Gorbruff shrugged, “Da Shamans is told me dis place made 'em feel funny, sos I fought dere 'ad ta be somfink good 'ere. Somefink shiny.”
For the briefest of moments there was deathly silence as Arapheal digested the news. A sound reminiscent of a snake's death rattle crescendoed into the quiet; countless armour plates sounding against one another as the Chaos champion's body shook with rage, precluded the impending eruption, “That's IT?! Because you thought you'd find something shiny!?”
Gorbruff shrugged, “Always good to have somefink shiny...”
Feeling a sharp pain in his chest, Gorbruff looked down to see a blade embedded there. He looked up, puzzled for a moment as to how Arapheal had moved so quickly, but the thought quickly slipped from his mind as he looked once more at the blade in his chest.
Digger (Warriors of Chaos)
- No fluff recieved .
Voting ends in 98 hours.
Uh...where's the love? I guess the warrior of chaos is obsessed with finding the blade, but that's not really conveyed well within the story.
Still, the story is well written, and the shift from character to character is effective. I especially like the pure rage of the chaos warrior when faced with the Orc's backwards simplicity. In a way, the chaos warrior is no different. He's just looking for something shiny. The Orc is a gross parody of himself, and to add even further insult, a much better fighter as well. Well done.
"Any job worth doing, is worth doing with a powerklaw."
Awww... I was looking forward to reading Digger's story...

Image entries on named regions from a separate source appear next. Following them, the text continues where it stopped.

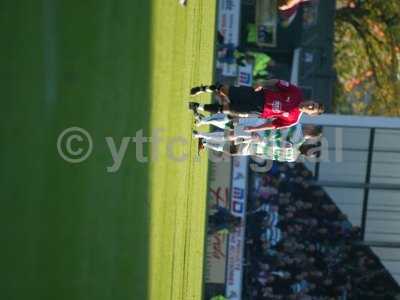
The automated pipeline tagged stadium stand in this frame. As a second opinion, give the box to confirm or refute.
[243,163,400,300]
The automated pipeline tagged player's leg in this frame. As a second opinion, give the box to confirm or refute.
[196,113,231,129]
[193,130,237,143]
[190,83,222,96]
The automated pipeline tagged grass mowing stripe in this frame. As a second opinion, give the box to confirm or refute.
[149,0,215,300]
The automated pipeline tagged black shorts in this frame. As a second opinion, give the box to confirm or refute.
[229,86,265,114]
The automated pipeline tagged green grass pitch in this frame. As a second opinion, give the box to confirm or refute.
[0,0,216,300]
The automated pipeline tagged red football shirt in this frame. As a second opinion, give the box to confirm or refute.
[261,80,304,128]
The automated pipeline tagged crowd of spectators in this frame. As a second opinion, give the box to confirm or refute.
[244,163,399,300]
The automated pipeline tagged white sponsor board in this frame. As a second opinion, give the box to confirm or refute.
[218,0,240,76]
[225,156,248,300]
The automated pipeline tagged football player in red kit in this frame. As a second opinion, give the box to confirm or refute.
[189,79,324,132]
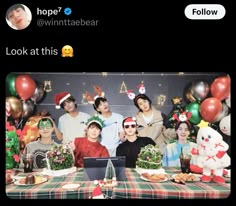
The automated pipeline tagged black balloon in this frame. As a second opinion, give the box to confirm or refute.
[22,99,35,118]
[191,81,210,101]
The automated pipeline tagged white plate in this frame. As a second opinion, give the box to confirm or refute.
[62,184,80,190]
[6,179,16,185]
[171,173,201,182]
[140,175,168,182]
[135,167,166,175]
[14,177,48,186]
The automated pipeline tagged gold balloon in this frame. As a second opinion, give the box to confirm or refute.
[185,88,197,102]
[6,96,23,119]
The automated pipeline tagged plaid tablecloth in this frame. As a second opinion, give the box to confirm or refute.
[6,169,112,199]
[6,168,231,199]
[112,168,230,199]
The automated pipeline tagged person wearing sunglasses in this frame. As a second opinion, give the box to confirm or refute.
[23,117,57,169]
[116,117,156,168]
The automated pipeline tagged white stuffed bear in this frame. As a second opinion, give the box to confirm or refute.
[194,127,230,183]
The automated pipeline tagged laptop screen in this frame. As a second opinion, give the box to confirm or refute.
[83,156,126,181]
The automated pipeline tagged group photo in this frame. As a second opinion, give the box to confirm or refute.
[5,72,231,199]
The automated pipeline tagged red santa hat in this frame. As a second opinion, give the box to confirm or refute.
[123,117,137,126]
[54,92,71,109]
[92,185,104,199]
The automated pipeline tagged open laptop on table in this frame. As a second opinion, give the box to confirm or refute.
[83,156,127,181]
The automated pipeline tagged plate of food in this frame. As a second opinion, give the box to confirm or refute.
[140,173,169,182]
[62,184,80,191]
[14,175,48,186]
[6,179,16,185]
[171,173,200,182]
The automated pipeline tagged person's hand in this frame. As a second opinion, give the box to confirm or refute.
[68,141,75,151]
[191,148,199,155]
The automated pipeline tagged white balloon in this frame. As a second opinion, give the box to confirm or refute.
[219,114,231,136]
[225,95,231,107]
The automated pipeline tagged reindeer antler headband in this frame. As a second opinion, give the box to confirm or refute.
[172,111,192,124]
[126,83,146,100]
[84,85,105,104]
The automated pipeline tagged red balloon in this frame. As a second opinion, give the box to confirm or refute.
[211,76,230,101]
[15,75,36,100]
[200,97,222,122]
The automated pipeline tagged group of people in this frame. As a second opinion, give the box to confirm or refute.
[20,92,195,168]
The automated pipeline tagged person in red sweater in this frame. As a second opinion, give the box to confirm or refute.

Cheers for the feedback thus far, guys. I know I kind of skirted around the theme in this one. (I could post what I was working on before this idea, if you actually wanted part of an Orc/Chaos love story...) I somehow got in my head that devotion was a kind of love/passion, and the story was going to contrast the dedication and devotion of the Chaos warrior against the happy, carefree nature of the Orc. And then I ran out of words and don't think I managed it as well as I wanted to. Which sort of resulted in that ending, as well, although in truth I hadn't decided how this one was going to end until I realised how close I was to the word limit!
I wanted to read Digger's work too. The score I give you wont matter without him, so I'll hold off on giving you credit just yet.
I enjoyed the story, I did like the comparison between the carefree Orc and the grimfaced Warrior. I had a feeling you were going to play more on the comparison though.
I know that it's easier to say in hindsight, but I would have written a slightly different ending. I expected at any moment for some embodiment of Khorne to come down and chose the Orc over the Warrior, as the rightful bearer of the sword. Khorne cares not from whom the blood flows, so long as there's blood. It would have conveyed a message like "Love is good, but obsession only stands in the way of the great purpose". The Warrior hadn't killed much, whereas the Orc was fresh from slaughter and lived for war.
Good story though- I kept getting sunny, happy, almost "Huck Finn" images in my head with the Orcs, and the speech was well done and quite intelligible, as it should be.
Voting withheld until Digger posts his story or capitulates
Deadstar_MRC (4/5): I liked the punchline. It was well crafted. I also liked the jump from character to character. The only thing keeping me from giving you a 5 is just this gut feeling that there's something... not quite right about the orc boss... especially his final words. Well. I'm not gonna worry too much about it. Good job.
Without any resistance Deadstar was free to score 12,5 votes against the fluffless Digger.